We started off using entirely 3D assets for our backgrounds. The above screenshot is one from very early in development, and frankly it looks terrible. The background conveys very little sense of scale, there was no way to convey how large the player's tree is in comparison, and there was a lot of room for improvement in the aesthetic. We weighed up how much time it would take to create a full scene in 3D and decided we would need to look into other options.
This is my first attempt at blending a 2D background with a 3D environment.The only reason we can get away with doing this is that Evergreen’s camera movement is locked to two axis and has a fixed rotation. I used three planes going back on the Z axis, and painted up some mountains using a limited colour palette to emulate our toon shader. It wasn’t great, but it was fast and very easy to iterate on, and at this point that was what mattered. I then played around with making up some rocks and plants, painting them with the same restrictive colour palette and sticking them into the 3D area on planes that intersected the mesh. One of these planes on their own looks bad, you can clearly see the hard horizontal line where it intersects, but layers and layers of them can hide each other's intersection lines. It was starting to show some depth, and adding the planes to the 3D area was looking alright but I still wasn't happy with it.

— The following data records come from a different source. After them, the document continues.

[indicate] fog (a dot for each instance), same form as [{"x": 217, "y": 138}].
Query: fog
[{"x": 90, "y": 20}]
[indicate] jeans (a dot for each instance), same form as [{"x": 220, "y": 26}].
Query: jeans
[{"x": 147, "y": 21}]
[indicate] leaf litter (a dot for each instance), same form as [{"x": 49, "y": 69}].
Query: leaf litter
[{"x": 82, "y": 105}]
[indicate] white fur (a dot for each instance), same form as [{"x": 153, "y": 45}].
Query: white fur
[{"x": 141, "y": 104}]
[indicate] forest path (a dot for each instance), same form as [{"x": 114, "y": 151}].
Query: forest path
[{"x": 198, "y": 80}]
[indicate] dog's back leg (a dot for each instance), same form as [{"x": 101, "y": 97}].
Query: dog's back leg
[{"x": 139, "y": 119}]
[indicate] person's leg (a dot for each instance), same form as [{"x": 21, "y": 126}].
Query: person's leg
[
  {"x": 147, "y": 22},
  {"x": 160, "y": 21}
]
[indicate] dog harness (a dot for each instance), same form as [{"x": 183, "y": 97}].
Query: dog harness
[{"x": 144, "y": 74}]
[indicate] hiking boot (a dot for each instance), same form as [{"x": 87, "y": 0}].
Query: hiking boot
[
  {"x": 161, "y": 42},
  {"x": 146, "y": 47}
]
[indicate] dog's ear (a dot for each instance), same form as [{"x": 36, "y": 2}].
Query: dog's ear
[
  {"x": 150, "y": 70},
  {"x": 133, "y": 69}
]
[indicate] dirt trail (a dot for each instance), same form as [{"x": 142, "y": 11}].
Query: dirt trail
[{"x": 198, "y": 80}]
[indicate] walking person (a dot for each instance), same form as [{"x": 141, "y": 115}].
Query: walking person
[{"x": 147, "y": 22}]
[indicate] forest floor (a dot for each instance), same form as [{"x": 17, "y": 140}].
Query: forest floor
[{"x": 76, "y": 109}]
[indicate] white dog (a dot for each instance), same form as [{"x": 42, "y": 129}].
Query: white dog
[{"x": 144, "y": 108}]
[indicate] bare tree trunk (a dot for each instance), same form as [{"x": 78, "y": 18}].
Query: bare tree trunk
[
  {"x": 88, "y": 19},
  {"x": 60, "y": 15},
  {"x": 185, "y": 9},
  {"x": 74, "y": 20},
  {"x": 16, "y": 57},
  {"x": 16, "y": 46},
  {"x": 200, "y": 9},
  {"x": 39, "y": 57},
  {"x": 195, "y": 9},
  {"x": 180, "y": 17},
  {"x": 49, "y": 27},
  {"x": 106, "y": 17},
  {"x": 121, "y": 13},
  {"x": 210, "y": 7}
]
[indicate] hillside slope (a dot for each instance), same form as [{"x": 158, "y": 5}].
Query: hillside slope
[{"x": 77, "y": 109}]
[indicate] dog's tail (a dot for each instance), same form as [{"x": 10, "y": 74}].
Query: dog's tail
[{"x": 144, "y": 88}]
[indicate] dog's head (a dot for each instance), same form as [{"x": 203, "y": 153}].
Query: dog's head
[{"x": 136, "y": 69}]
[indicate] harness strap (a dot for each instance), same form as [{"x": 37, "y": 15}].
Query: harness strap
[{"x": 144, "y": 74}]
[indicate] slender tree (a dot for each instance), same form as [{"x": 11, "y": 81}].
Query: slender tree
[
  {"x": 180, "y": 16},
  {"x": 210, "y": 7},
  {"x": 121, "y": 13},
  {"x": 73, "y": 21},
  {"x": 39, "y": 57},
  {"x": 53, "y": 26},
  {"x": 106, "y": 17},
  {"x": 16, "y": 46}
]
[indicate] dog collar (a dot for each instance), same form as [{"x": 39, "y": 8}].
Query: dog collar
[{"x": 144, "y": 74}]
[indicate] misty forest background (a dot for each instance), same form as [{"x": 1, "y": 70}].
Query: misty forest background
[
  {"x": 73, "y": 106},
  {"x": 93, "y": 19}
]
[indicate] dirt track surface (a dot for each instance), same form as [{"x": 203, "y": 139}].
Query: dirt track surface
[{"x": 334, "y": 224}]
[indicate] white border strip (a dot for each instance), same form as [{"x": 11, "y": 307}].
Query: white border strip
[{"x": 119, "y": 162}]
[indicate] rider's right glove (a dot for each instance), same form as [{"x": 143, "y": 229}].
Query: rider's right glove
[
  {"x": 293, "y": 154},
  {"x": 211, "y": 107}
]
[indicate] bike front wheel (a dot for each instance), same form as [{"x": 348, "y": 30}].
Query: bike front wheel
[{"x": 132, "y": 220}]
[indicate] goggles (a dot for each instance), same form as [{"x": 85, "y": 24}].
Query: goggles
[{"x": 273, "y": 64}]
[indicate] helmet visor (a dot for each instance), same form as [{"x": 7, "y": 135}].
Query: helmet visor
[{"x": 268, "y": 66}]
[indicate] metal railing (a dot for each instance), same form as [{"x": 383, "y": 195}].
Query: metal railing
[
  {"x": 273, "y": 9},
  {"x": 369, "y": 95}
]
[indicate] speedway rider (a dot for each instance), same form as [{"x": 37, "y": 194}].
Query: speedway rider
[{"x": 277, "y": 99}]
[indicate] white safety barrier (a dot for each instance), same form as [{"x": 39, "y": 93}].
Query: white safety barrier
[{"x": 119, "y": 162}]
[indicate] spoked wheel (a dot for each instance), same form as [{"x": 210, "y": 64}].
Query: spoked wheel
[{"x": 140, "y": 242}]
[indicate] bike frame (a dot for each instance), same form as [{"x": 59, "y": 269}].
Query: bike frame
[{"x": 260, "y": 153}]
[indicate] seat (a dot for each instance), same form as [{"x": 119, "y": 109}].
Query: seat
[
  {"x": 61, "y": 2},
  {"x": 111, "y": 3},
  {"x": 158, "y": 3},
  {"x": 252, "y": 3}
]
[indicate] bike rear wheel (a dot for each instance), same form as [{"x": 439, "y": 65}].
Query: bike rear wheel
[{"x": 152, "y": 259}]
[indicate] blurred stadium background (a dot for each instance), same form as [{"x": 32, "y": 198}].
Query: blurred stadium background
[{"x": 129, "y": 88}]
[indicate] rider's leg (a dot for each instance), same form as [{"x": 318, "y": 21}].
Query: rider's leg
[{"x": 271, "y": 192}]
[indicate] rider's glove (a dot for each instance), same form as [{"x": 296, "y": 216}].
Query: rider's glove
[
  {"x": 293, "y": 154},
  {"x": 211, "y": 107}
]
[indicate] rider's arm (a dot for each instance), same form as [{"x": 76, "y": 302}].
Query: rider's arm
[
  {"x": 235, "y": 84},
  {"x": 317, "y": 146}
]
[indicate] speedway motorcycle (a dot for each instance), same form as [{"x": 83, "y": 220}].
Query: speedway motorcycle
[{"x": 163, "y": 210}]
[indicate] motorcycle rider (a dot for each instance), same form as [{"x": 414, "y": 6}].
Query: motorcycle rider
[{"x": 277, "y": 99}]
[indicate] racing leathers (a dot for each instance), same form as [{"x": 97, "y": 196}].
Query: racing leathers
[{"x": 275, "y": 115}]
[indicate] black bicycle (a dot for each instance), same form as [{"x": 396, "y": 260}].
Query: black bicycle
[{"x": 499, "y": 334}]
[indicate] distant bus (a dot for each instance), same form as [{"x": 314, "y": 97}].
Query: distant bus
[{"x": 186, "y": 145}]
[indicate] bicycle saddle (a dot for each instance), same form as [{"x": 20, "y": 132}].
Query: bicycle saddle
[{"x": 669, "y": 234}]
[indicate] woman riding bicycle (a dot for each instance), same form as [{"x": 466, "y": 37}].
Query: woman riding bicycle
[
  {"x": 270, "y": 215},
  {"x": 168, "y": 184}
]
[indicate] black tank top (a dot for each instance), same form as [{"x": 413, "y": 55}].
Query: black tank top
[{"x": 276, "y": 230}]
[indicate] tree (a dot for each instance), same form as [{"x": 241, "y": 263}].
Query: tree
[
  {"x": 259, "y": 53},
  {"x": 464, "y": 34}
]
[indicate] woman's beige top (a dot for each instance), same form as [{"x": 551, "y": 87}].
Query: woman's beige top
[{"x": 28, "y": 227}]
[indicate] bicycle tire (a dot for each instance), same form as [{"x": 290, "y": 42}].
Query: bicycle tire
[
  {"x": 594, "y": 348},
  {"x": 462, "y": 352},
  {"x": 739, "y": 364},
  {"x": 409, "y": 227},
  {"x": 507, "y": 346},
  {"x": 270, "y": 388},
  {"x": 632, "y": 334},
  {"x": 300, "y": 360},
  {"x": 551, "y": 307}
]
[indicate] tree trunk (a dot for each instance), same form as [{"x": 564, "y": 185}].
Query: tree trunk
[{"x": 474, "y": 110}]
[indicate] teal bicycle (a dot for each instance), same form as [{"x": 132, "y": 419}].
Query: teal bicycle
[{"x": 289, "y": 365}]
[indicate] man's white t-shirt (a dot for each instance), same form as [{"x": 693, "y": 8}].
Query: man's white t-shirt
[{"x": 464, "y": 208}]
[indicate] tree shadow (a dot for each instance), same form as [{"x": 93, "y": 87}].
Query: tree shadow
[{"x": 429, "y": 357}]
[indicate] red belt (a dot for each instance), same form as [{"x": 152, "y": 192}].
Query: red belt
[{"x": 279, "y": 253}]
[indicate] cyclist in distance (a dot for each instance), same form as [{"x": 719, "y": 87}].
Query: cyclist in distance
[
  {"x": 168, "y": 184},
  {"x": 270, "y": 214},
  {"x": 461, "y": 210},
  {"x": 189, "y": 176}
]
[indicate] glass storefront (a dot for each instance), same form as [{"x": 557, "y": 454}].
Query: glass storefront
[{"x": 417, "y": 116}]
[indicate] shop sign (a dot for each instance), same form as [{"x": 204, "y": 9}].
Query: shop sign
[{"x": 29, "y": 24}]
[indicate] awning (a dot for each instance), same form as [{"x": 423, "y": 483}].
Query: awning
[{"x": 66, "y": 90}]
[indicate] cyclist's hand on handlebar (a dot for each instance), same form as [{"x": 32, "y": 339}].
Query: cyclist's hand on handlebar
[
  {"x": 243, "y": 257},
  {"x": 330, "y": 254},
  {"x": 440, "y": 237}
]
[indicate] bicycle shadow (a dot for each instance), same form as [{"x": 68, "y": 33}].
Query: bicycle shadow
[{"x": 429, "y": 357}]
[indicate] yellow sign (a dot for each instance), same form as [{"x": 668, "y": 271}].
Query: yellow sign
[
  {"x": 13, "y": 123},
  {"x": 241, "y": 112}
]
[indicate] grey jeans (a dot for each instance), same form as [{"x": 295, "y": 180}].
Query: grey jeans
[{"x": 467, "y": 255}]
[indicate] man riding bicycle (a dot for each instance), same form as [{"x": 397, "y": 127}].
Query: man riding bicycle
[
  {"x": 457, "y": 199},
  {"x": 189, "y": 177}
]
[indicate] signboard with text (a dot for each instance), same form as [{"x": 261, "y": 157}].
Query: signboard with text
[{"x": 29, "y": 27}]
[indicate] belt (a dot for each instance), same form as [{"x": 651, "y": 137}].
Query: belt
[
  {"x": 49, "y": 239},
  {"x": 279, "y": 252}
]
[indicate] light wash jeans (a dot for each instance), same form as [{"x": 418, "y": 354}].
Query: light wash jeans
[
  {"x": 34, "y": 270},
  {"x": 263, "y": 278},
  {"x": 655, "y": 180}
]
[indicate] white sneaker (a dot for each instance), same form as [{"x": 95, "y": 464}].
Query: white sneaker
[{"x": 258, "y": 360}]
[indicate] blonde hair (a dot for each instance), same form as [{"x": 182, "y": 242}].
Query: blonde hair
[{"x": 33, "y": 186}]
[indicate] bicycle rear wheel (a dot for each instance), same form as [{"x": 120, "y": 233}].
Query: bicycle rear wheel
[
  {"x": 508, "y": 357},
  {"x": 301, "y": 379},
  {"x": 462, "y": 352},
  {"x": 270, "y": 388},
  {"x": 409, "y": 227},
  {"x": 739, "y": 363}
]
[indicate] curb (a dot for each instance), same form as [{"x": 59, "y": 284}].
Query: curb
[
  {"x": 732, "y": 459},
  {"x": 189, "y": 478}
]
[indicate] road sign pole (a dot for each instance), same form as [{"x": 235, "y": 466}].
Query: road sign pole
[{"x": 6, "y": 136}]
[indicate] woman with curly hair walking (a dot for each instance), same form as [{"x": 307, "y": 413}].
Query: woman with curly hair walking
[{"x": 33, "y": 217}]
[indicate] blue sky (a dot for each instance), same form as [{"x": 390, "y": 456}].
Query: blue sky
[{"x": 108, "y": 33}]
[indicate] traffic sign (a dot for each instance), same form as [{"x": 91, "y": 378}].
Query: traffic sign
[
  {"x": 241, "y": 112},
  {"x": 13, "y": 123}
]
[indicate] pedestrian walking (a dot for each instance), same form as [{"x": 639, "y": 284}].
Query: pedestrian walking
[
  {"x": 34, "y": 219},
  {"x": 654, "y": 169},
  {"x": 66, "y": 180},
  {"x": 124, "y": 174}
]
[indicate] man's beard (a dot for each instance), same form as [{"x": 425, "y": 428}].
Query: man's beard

Right before Pax Aus 2015 I found myself with about a week that was allocated to making the game prettier in general, and thought it was well overdue to overhaul the backgrounds again. This time, I wanted to focus on making it look as 3D as possible. I wanted to hide the blend of 2D and 3D, ideally to the point where people who played it at Pax wouldn't be able to tell where one ended and the other started. I focused on parallaxing the planes to fake depth, angling them so to appear 3D, and connecting the foreground elements to the background mountains. What was initially 3 planes in the background became 67 planes, each layering one on top of the other to hide their edges. The below image will ruin the magic for you.
The newest level I've completed is the Ice Age, in which I've tried out a few more techniques. In the level shown previously I put rocks and plants intersecting the level mesh, but here I played with intersecting entire cliff faces with level mesh in the foreground. Behind them is a 3D version of the cliff face, but using 2D cliffs gives us room to add more detail.
The other technique I've experimented with is taking foreground elements into the background and having them float in space in front of the planes. Because the player can see the same trees in the foreground as well as the background, and can clearly see that the trees are 3D, it gives the illusion that whatever the tree is sitting on must also be 3D.
The newest addition to the backgrounds, which isn't fully implemented yet, is a new fog system. The fog greatly improves the sense of distance, allows us to easily adjust the feel of the level by changing the fog colour, and has solved our issue of how to do distant snow in level 5.
This is how our game’s art is looking at the moment, and for the next few months I’ll be focusing on getting our other environments up to this same level of polish as well as experimenting with a few more tricks to blend the two.
Mixing 2D and 3D can be a fast and efficient way of fleshing out your environments when you’re working with a fixed angle camera and using these few visual tricks it can really improve the visual quality of your game.